Figure 36 : Exemple de propagation de fissure au sein d’une éprouvette JWRI, vue face du dessous[82]

La présence de fissuration de solidification dépend des paramètres de soudage et de la géométrie de l’éprouvette. Ils mettent en évidence qu’une largeur d’éprouvette plus importante réduit la probabilité d’apparition du défaut et qu’une forte intensité de soudage l’augmente. La vitesse de soudage a également une influence : son augmentation favorise la fissuration.

Cependant quelques doutes subsistent sur une éventuelle perturbation du bain lors de la chute du ligament. Cette chute n’est pas observée systématiquement, ce qui a généralement pour conséquence l’absence de fissure dans l’éprouvette. En supposant que le bain est parfaitement débouchant et que l’éprouvette reste plane, cet essai offre la possibilité d’effectuer des modélisations bidimensionnelles simples, pouvant ainsi rapidement conduire à un critère de fissuration via un calcul thermomécanique.

I.5.2.5 Essai CPT

L’essai CPT (« Circular Patch Test ») consiste à faire une soudure circulaire entre deux pièces bridées : un disque (ou « inner piece ») au sein d’une plaque (« outer piece ») présentant un trou de la forme du disque (Figure 37).
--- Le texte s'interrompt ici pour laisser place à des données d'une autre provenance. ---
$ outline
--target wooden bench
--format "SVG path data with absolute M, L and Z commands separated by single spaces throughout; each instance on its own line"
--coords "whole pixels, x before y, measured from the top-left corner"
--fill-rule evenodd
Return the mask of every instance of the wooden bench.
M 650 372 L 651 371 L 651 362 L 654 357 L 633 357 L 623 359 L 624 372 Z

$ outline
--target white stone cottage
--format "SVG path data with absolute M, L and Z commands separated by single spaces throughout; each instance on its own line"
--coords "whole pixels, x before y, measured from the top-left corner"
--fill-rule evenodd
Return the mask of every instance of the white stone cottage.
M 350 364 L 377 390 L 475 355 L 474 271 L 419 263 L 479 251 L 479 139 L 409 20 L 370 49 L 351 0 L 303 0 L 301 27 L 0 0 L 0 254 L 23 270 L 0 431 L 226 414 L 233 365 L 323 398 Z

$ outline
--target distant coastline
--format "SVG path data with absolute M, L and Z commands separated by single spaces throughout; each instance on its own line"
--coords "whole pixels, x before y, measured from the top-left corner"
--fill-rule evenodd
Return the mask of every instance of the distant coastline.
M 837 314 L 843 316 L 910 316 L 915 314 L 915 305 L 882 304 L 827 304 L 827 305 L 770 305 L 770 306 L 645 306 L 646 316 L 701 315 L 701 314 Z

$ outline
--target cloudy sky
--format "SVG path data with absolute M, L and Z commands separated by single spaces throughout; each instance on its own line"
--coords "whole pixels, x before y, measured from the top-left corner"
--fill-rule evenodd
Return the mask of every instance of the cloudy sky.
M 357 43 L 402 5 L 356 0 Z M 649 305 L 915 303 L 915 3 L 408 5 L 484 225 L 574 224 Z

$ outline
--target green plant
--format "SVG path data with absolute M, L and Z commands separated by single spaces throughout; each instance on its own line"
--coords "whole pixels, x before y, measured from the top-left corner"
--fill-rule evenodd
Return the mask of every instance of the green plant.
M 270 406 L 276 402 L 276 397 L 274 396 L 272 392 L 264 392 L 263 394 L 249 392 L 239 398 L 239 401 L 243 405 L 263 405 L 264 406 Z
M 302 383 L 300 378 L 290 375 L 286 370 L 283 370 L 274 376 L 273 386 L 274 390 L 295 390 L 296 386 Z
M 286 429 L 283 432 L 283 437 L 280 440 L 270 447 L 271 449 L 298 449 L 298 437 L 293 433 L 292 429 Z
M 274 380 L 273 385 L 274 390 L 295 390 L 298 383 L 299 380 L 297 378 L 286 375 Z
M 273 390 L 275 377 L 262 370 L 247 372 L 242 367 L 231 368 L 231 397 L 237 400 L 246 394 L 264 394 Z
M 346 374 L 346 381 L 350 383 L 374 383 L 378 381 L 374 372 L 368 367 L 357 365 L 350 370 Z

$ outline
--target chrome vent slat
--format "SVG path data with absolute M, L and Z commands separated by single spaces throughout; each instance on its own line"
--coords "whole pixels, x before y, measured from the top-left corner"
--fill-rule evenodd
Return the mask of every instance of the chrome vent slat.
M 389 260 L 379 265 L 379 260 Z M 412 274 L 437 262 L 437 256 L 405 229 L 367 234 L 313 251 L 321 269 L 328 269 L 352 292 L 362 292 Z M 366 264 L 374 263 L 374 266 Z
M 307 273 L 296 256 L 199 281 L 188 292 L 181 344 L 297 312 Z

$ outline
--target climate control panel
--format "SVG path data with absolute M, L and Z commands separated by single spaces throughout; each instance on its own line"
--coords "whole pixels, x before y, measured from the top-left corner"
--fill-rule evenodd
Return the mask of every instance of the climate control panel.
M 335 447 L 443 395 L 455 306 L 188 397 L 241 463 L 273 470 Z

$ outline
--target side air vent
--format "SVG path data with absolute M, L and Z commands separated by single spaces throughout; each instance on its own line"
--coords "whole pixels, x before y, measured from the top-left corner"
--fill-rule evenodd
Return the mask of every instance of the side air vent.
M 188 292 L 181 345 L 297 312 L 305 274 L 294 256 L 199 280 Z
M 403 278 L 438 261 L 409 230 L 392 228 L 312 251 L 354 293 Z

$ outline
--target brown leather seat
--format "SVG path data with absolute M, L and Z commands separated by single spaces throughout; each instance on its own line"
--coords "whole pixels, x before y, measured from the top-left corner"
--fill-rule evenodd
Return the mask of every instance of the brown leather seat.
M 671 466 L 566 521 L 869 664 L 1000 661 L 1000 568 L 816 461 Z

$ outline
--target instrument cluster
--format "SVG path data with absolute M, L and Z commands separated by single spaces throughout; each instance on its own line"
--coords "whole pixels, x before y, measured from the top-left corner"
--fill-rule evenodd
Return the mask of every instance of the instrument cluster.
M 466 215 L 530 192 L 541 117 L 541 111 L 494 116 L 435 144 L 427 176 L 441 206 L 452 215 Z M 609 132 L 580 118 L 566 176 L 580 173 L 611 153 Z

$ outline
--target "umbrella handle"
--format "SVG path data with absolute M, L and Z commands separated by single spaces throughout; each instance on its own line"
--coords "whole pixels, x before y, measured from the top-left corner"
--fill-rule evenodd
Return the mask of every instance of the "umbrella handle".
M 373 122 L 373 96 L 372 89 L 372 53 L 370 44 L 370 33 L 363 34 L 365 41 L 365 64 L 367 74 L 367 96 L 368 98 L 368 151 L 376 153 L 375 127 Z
Figure 37 : (a) Schéma d’un essai CPT [83] ; (b) fissures de solidification et de liquation Au cours du refroidissement du cordon, le retrait de solidification et la dilatation thermique génèrent d’importantes contraintes en traction au niveau de la soudure. En effet, les deux

entraîner l’apparition de FAC de solidification voire parfois de liquation (Figure 37 (b)). Les dimensions des éprouvettes varient grandement selon les auteurs. Teng et al. [84]ont utilisé des « circular patchs » de 300 à 600 mm de diamètre pour 5 mm d’épaisseur alors que les travaux de Huang et al. [83] ont été effectués avec des disques de seulement quelques dizaines de millimètres de diamètre et 3.2 mm d’épaisseur. Il ressort de ces études que les conditions de bridages varient avec le diamètre du disque central. Plus celui-ci est faible, plus le bridage est important et les contraintes élevées et donc le défaut susceptible d’apparaître. Plus récemment, David et al. [85] ont développé cet essai pour l’adapter aux tôles fines. Ils proposent de partir d’un seul et unique disque fin qui serait bridé en son centre et sur ses bords (Figure 38). L’idée est d’effectuer deux cordons de soudure concentriques de diamètres différents, puis de retourner le disque, le brider de nouveau et effectuer les mêmes soudures sur l’autre face. La susceptibilité du matériau à fissurer est évaluée par l’étape à laquelle apparaît la fissure. Il est possible que le matériau étudié ne fissure pas du tout.

Les résultats obtenus pour ce nouvel essai sont qualitatifs et permettent de classer différents alliages suivant leur sensibilité à la FAC. La procédure est cependant relativement complexe à mettre en œuvre et peu compatible avec une étude visant l’établissement d’un critère de fissuration.